1. Рафаэль. Афинская школа. Ватикан.
У истоков итальянской живописи стоит Джотто. Это он развязал искусству язык. То, что написано им, наделено даром речи, и его повествования переживаются нами. Джотто осваивает широкие просторы человеческого восприятия, он изображает библейские повествования и легенды о святых, и всякий раз это становится живым, убедительным событием. Эпизод ухватывается им в полном его объеме, и вся сцена преподносится нам с полнотою впечатления от окружающей обстановки — так, как она и должна представляться нашему взору.

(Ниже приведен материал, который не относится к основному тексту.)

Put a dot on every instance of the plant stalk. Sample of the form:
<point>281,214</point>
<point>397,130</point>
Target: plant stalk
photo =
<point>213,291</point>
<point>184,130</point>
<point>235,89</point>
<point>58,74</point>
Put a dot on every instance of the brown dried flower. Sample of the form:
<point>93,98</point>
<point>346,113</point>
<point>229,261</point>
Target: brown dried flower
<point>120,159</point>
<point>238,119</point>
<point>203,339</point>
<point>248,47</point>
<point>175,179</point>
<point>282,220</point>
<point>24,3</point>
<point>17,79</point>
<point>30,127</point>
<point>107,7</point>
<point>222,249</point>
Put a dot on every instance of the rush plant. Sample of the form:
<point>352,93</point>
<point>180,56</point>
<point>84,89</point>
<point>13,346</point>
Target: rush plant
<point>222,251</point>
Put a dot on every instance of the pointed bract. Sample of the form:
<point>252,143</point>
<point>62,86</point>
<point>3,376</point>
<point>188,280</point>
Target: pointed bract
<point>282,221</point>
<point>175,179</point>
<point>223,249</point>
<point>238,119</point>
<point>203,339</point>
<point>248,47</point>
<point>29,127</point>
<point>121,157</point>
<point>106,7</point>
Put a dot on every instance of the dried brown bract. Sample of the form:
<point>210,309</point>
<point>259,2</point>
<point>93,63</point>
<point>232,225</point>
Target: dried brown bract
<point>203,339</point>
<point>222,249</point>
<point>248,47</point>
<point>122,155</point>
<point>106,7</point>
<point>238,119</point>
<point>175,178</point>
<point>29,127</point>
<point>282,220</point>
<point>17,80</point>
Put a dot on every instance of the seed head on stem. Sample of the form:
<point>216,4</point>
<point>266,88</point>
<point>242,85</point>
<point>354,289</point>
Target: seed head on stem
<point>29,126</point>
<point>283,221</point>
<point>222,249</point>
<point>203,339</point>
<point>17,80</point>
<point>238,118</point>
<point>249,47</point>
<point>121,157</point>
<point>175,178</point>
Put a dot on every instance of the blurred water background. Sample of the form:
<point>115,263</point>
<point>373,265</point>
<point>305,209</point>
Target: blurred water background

Джотто перенимает тот исполненный сердечности подход к истолкованию повествований священной истории с наделением их задушевными черточками, который доводилось в те времена встречать у проповедников и поэтов, принадлежавших к направлению св. Франциска. Однако существенная часть вклада Джотто не в поэтической изобретательности, но в художественном изображении, в придании зримого облика тому, что прежде никто не изображал. Его взор был открыт навстречу выразительному в явлении, и, возможно, никогда живопись не расширяла свои выразительные возможности так значительно за один прием, как это произошло при нем. Однако Джотто не следует представлять каким-то христианским романтиком, как бы не выпускающим из рук томик сердечных излияний какого-нибудь францисканского монаха [3] Г. Вёльфлин обыгрывает название труда Г. В. Вакенродера «Сердечные излияния монашествующего любителя искусств», Берлин, 1797, являющегося классическим для эпохи немецкого романтического возрождения. — Прим. из английского перевода. Прим. перев.
, а его искусство — расцветшим от дыхания той великой любви, с которой святой из Ассизи свел небо на землю, а мир превратил в небо. Джотто вовсе не мечтатель, но человек действительности; он не лирик, но наблюдатель: как художник, он никогда не распалял себя до захлестывающей с головой выразительности, но всегда говорил веско и отчетливо.
Что касается глубины восприятия и силы страсти, то здесь Джотто будет превзойден другими. Скульптор Джованни Пизано более душевен в своем капризном материале, чем художник Джотто. Нигде история Благовещения не преподается в духе эпохи с большей нежностью, чем то было сделано Джованни на рельефе кафедры [церкви Сант Андреа] в Пистойе, а в его исполненных страстности сценах нас опаляет горячее дыхание Данте. Однако это-то и было пагубой для Пизано. В своей выразительности он ниспровергает сам себя. Чувственное выражение прямо-таки истребляет телесную сторону, так что здесь искусство обрекается на вырождение.
Джотто спокойнее, холоднее, умереннее. Он неизмеримо популярнее, поскольку понять его в состоянии каждый. Все грубовато-народное ему куда ближе, нежели утонченное. Постоянно сохраняющий серьезность и устремленный на все значительное, он ищет действенность своего искусства в ясности, а не в изяществе линии. В глаза бросается то, что в нем нет и следа мелодичных линейных прорисовок одеяний, ритмически-энергичной поступи и позы, являвшихся элементами стиля того времени. В сопоставлении с Джованни Пизано он тяжеловесен, а с Андреа Пизано, мастером бронзовых дверей Флорентийского баптистерия — просто уродлив. Изображение замерших в объятии женщин и рядом с ними — служанки-провожатой на принадлежащей Андреа «Встрече Марии с Елизаветой» подобно песне, у Джотто же обрисовка чрезвычайно жестка, но притом в высшей степени выразительна. Незабываем абрис его Елизаветы (Падуя, Капелла дель Арена), склонившейся в поклоне и в то же время заглядывающей Марии в глаза; в случае же Андреа Пизано остается лишь воспоминание об изящном волнении и созвучии изогнутых линий.